Я беру еще кусочек с протянутой мне тарелки, и некоторое время мы молчим, но вдруг Себ с шумом втягивает в себя воздух. Кажется, он что-то лихорадочно обдумывает.
– Значит, ты считаешь, что любовь – это не обязательство? – спрашивает он. – Ты это хочешь сказать? Тогда у меня к тебе вопрос. Почему ты вечно носишься, пытаясь что-то сделать для своей семьи?
– Что? – Я нервно смеюсь. – Ничего я не ношусь!
– Из-за любви? – Он пропускает мои слова мимо ушей. – Или ты чувствуешь себя обязанной перед ними? А может, это вина? Такой муторный, неисчерпаемый долг, от которого не отделаешься?
Каждое слово попадает на нерв. Но я в этом не признаюсь.
– Не слишком-то я много делаю для семьи! – огрызаюсь я.
– Я только и слышу, как надо что-то сделать для мамы, для семьи, для фамильного бизнеса. Ты пашешь больше, чем все твои родственники. Разгребаешь то, что они натворили. Проблемы у твоего брата – разбираешься ты! А с какой стати? Пусть сам шевелится!
И тут я начинаю закипать. Не надо трогать мою семью – не позволю. Меня не переделаешь.
– Тебе этого не понять, – цежу я.
– Потому что у меня нет семьи? – бросает Себ, и я потрясенно моргаю.
– Да нет же… Я не про это… Просто мы очень близки. У нас даже девиз…

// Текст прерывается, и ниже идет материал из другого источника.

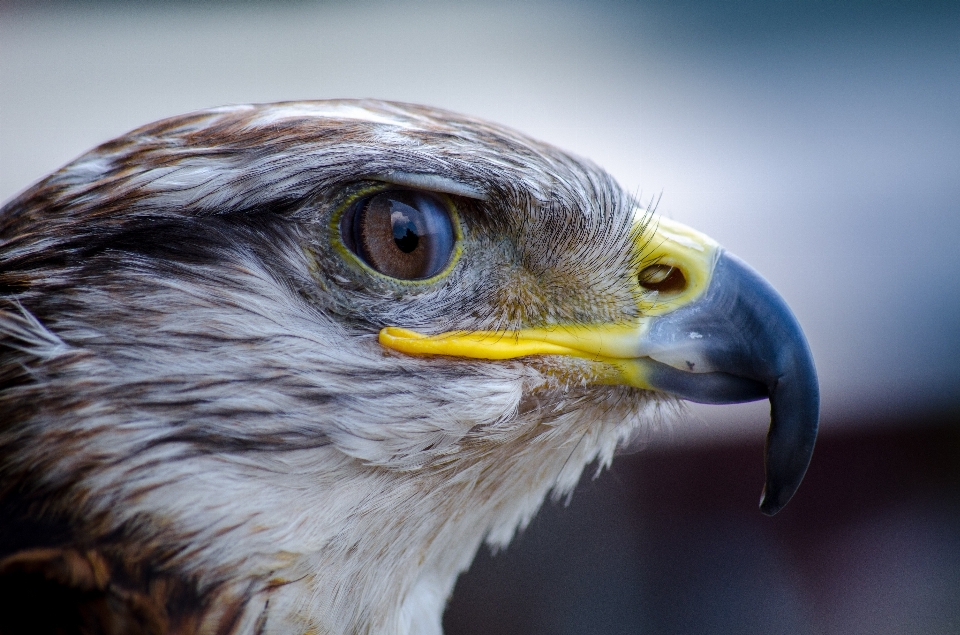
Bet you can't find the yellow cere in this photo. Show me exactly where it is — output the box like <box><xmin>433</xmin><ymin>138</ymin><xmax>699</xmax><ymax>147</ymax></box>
<box><xmin>640</xmin><ymin>217</ymin><xmax>720</xmax><ymax>317</ymax></box>
<box><xmin>379</xmin><ymin>218</ymin><xmax>720</xmax><ymax>388</ymax></box>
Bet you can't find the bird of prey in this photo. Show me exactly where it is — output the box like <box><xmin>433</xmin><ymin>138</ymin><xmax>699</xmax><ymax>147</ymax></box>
<box><xmin>0</xmin><ymin>101</ymin><xmax>819</xmax><ymax>635</ymax></box>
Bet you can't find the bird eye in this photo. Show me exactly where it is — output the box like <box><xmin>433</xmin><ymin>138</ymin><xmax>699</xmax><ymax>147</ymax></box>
<box><xmin>340</xmin><ymin>190</ymin><xmax>456</xmax><ymax>280</ymax></box>
<box><xmin>639</xmin><ymin>265</ymin><xmax>687</xmax><ymax>293</ymax></box>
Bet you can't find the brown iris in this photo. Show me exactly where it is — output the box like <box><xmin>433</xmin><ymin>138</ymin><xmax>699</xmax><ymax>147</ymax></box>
<box><xmin>639</xmin><ymin>264</ymin><xmax>687</xmax><ymax>294</ymax></box>
<box><xmin>340</xmin><ymin>190</ymin><xmax>455</xmax><ymax>280</ymax></box>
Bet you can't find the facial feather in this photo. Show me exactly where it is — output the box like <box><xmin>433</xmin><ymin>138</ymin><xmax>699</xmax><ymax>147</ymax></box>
<box><xmin>0</xmin><ymin>101</ymin><xmax>656</xmax><ymax>633</ymax></box>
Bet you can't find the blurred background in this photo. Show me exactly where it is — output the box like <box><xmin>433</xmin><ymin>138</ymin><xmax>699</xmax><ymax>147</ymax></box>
<box><xmin>0</xmin><ymin>0</ymin><xmax>960</xmax><ymax>635</ymax></box>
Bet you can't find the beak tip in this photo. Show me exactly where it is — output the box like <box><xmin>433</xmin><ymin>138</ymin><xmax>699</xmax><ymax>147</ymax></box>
<box><xmin>760</xmin><ymin>487</ymin><xmax>793</xmax><ymax>516</ymax></box>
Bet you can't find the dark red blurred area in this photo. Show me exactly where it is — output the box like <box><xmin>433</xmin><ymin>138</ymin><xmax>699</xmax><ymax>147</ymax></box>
<box><xmin>444</xmin><ymin>412</ymin><xmax>960</xmax><ymax>635</ymax></box>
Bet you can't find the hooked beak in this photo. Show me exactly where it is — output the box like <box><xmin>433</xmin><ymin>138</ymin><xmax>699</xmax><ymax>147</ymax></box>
<box><xmin>380</xmin><ymin>218</ymin><xmax>820</xmax><ymax>516</ymax></box>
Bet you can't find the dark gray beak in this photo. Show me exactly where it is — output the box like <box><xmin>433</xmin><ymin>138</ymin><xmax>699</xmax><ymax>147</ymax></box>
<box><xmin>647</xmin><ymin>251</ymin><xmax>820</xmax><ymax>516</ymax></box>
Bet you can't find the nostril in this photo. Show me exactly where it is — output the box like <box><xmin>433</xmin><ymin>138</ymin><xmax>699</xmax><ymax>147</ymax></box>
<box><xmin>637</xmin><ymin>265</ymin><xmax>687</xmax><ymax>293</ymax></box>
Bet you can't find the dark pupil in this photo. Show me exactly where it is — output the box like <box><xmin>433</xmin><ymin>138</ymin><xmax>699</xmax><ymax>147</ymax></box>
<box><xmin>390</xmin><ymin>201</ymin><xmax>420</xmax><ymax>254</ymax></box>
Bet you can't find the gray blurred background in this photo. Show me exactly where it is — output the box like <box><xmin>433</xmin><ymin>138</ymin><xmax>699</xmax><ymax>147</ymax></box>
<box><xmin>0</xmin><ymin>0</ymin><xmax>960</xmax><ymax>635</ymax></box>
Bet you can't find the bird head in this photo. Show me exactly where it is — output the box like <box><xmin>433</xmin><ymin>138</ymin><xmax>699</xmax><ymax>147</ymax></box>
<box><xmin>0</xmin><ymin>101</ymin><xmax>818</xmax><ymax>633</ymax></box>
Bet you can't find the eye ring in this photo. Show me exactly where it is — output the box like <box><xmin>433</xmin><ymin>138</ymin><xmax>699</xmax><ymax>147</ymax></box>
<box><xmin>331</xmin><ymin>188</ymin><xmax>461</xmax><ymax>283</ymax></box>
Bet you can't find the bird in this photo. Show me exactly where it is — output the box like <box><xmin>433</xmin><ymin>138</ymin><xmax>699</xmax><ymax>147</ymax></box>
<box><xmin>0</xmin><ymin>99</ymin><xmax>819</xmax><ymax>635</ymax></box>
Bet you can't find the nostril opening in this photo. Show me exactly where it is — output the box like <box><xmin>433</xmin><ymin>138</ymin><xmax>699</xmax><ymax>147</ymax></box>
<box><xmin>637</xmin><ymin>265</ymin><xmax>687</xmax><ymax>293</ymax></box>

– Знаю, – перебивает он. – «Семья – в первую очередь». А когда ты у своих родственничков была на первом месте, Фикси?
Я молча смотрю на него. Меня словно иглами колют. Он вытащил на свет мои самые потаенные, скрытые, мучительные чувства – и, черт побери, это больно! Пусть заткнется!
– Пусть моя семья осталась в прошлом, – говорит Себ. – Но я хорошо помню, что любовь – это не когда об тебя вытирают ноги. Любовь иногда бывает жесткой. Порой даже нельзя по-другому.
– Об меня, значит, ноги вытирают? – задыхаясь, спрашиваю я.
– Я этого не говорил. Но, по-моему, тебе надо почаще думать о долге перед самой собой, а не перед другими.
Я знаю: он говорит правильные вещи. Но из-за этого я такой дурой себя чувствую! Такой тряпкой! Так дело не пойдет.
– И что, мне плюнуть на них? – накидываюсь я на него.
– Ничего подобного! – запальчиво отвечает Себ. – Но тебе надо подумать о себе! Надо быть сильной. Не позволяй им тебя подавлять! Отгораживайся!
– Ну конечно! – Я больше не могу сдерживаться. – Легко! Отгораживайся от собственной семьи! Как ты от брата отгородился? Закрыл дверь, повернул ключ и в ус не дуешь? Только корзина, полная бутылок, никуда не денется, если на нее не смотреть!
Повисает гробовая тишина. У Себа вид, словно я обдала его кипятком.
– Откуда ты знаешь, что в той комнате? – спрашивает он наконец, и голос у него безжизненный и тихий.
– Извини… – Я тру лицо. – Я… я взяла ключ. И заглянула.